Uma esquerda a sério não pode transigir com a falta de liberdade. Impedirem as pessoas de poderem assumir publicamente a sua orientação sexual, ou qualquer parte da sua identidade, é um ataque insuportável à liberdade. Qualquer combate pela auto-determinação de qualquer pessoa ou grupo é uma grande causa. Todas as lutas são nobres para fazermos o tempo. Mas, há pelo menos um “mas”, esta luta pela liberdade não é forçosamente de esquerda, nem a liberdade sexual tem de ser de esquerda. A busca do prazer, como a estupidez, não está condicionada pelo eixo da esquerda e da direita. É verdade que os conservadores e a Igreja têm-se esforçado, desde tempos imemoriais, para desmentir essa minha afirmação. Como escrevia William Blake, “as prisões são feitas com as pedras da lei, os bordéis com os tijolos da religião”. Mas é sabido que nem só do conservadorismo vive a estupidez, o ascetismo revolucionário também tem dado um excelente contributo à causa. Aliás, para mal dos revolucionários, nem a revolução significa obrigatoriamente libertinagem, nem as ditaduras têm de forçosamente impedir os prazeres do sexo. Segundo Hobbsbawm, num artigo sobre a revolução sexual, o sexo é tão intenso e tão barato que até pode servir para nos distrair e “não é por acaso que chamam ao sexo a ópera dos pobres”.
Judith Butler parece-me bastante simplista quando diz que a luta queer pelo reconhecimento, longe der ser uma mera luta cultural, está no centro da contestação do sistema, porque a reprodução sexual está presente no coração das relações sociais de produção, sendo a família nuclear hateossexual uma componente essencial das relações capitalistas de produção.
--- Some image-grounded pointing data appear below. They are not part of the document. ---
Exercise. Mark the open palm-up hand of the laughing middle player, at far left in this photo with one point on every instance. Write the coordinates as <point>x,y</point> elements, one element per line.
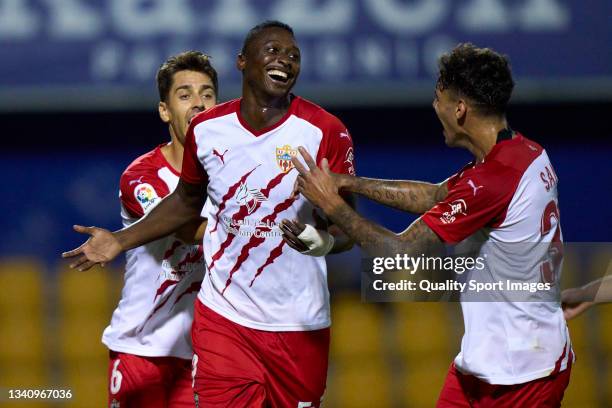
<point>101,248</point>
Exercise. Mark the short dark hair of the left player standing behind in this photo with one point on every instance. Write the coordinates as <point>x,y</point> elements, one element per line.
<point>185,61</point>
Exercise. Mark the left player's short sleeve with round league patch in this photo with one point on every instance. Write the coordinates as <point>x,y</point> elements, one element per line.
<point>139,194</point>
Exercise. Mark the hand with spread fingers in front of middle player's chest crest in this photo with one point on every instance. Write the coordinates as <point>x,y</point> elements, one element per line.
<point>316,184</point>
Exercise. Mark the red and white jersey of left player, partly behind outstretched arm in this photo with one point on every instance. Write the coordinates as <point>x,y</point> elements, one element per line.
<point>162,278</point>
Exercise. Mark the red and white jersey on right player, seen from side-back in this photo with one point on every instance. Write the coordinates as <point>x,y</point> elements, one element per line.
<point>507,207</point>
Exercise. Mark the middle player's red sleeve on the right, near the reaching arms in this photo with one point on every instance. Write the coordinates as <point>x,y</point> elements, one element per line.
<point>337,147</point>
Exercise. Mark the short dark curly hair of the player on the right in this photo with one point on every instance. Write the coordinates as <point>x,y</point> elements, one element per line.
<point>480,74</point>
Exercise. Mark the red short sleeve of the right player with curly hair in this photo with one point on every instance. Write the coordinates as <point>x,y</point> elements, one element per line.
<point>472,203</point>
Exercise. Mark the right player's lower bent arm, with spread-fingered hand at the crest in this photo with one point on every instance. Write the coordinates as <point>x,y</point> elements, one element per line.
<point>318,186</point>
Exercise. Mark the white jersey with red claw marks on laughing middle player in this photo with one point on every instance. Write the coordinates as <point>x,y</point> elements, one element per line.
<point>253,278</point>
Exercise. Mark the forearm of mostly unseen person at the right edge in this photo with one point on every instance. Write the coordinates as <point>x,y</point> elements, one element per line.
<point>576,301</point>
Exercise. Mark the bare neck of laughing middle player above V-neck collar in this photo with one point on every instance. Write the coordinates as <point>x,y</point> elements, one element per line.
<point>261,111</point>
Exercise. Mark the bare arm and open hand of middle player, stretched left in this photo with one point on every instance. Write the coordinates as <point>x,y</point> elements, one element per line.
<point>180,208</point>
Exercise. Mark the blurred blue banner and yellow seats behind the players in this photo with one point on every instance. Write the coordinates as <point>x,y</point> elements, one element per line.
<point>78,103</point>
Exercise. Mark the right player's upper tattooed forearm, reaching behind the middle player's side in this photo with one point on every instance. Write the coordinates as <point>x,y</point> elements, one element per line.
<point>412,196</point>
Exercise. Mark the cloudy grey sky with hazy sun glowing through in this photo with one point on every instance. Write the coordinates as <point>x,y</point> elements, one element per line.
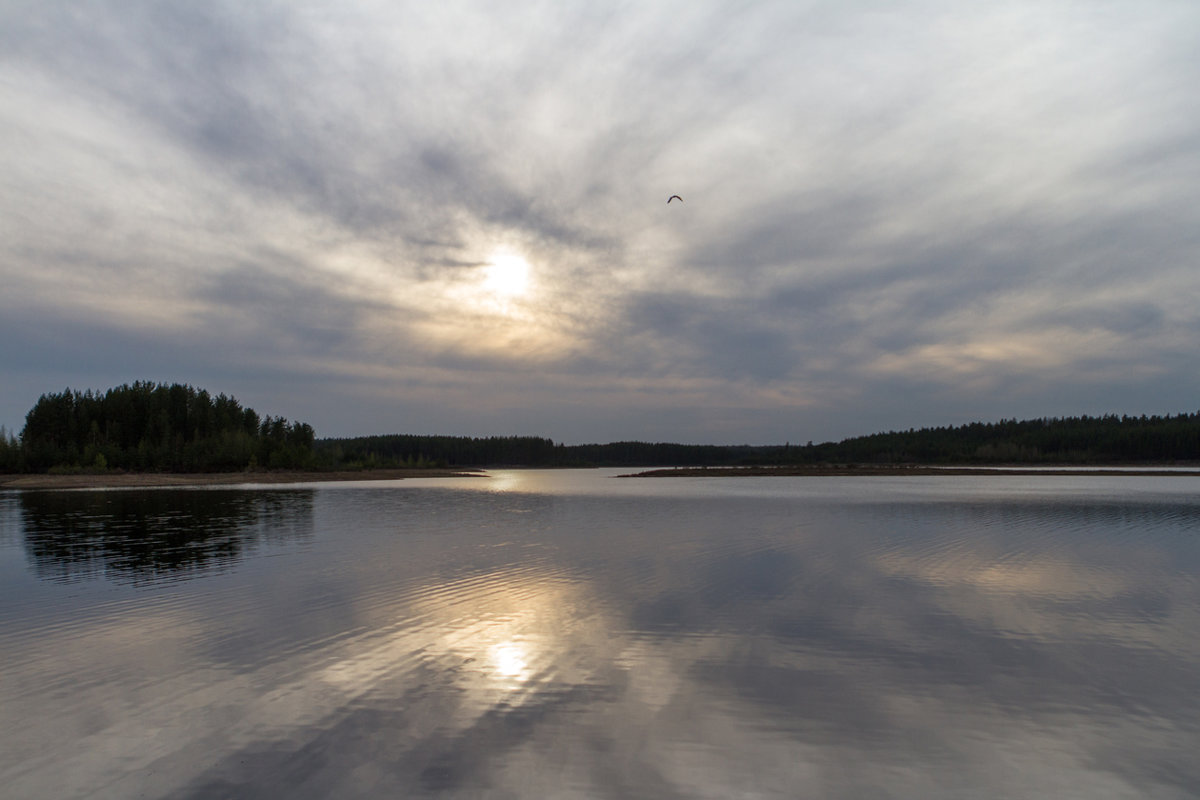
<point>412,218</point>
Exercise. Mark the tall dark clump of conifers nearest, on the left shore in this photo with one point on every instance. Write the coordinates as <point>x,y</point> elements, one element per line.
<point>147,428</point>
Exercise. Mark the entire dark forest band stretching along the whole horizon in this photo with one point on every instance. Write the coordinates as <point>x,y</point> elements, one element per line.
<point>159,428</point>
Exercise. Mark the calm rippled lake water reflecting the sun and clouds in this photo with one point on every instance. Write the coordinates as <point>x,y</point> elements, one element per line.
<point>572,635</point>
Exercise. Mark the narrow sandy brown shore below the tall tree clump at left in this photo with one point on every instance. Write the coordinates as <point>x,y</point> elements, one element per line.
<point>141,480</point>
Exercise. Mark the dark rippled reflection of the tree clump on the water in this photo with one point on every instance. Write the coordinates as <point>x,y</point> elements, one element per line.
<point>148,537</point>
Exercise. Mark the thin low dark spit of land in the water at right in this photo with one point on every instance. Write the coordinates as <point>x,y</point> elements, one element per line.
<point>874,471</point>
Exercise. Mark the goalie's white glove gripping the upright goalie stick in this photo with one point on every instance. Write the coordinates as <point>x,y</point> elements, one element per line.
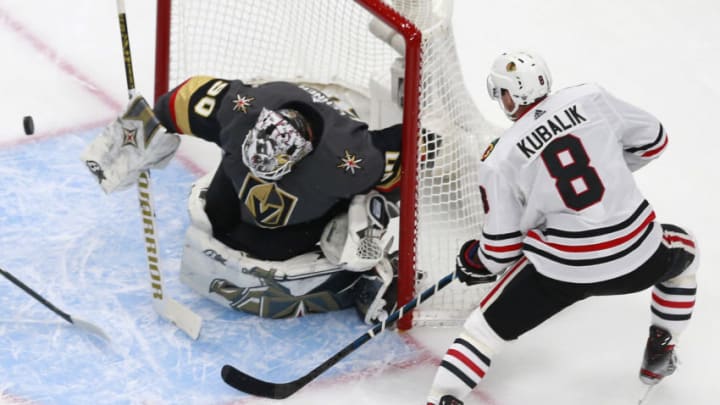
<point>133,143</point>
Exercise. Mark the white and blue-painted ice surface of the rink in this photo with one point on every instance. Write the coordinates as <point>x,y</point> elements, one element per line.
<point>82,249</point>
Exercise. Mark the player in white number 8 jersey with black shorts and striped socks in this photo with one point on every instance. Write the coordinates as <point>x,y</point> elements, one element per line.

Simplismo por simplismo, estou mais de acordo com o que escreve Zizek, quando defende que “longe de ameaçar o presente regime de biopoder – para utilizar o termo de Foucault – , a proliferação recente de diversas práticas sexuais (do sadomasoquismo à bissexualidade, passando pelas perfomances drag) é a forma precisa que assume a sexualidade engendrada nas condições presentes do capitalismo mundial, encorajando claramente uma subjectividade caracterizadas por identificações múltiplas e mutáveis” (Zizek, Slavoj: Le Spectre Rôde Toujours, pag.19).
Uma esquerda a sério não pode desprezar as identidades, mas não deve esgotar-se nelas. Todos somos de uma classe, de uma raça, de um género, de uma nação, de um clube e de muitas outras coisas. Temos muitas identidades. Somos uma espécie de um feixe de identidades. Mas qualquer política baseada numa só identidade é uma recta directa para a estupidez. Faz-me lembrar aquele activista LGBT que dizia durante o referendo da Constituição Europeia: “o texto do tratado é muito mau em muitos sentidos, em termos de direitos laborais é um recuo até à Idade Média, mas como a Carta dos Direitos é melhor para os homossexuais, vou ter que votar ‘sim’ ”. Ou aquelas feministas que defenderam os bombardeamentos israelitas e o emparedamento dos palestinianos, cercados por muros de segurança, justificando que como os árabes reprimem as mulheres, estão abaixo do nível humano. Estando assim convictas que as bombas justiceiras de Israel apenas acertavam nos varões e poupavam as mulheres. Como se fosse possível defender – já que são primitivos do ponto de vista dos costumes – que podem ser bombardeados e mortos e que não têm direito a se autodeterminarem como povo.
Qualquer projecto sério de esquerda deve ter a pretensão de ser universal. Deve extirpar o discurso dos relativismos e transcender o seu próprio povo. Uma política que não aspira a ser total, não é política e está no domínio da mercearia. Há muita gente que é contra a ideia de projecto, dizendo que qualquer vontade de mudança cai inevitavelmente no totalitarismo. É preciso dizer que totalitária é a afirmação que não há mudança possível. A ideia que temos de nos contentar com o que há, não passa de um afirmação ideológica disfarçada, por sinal, bastante redutora e totalitária.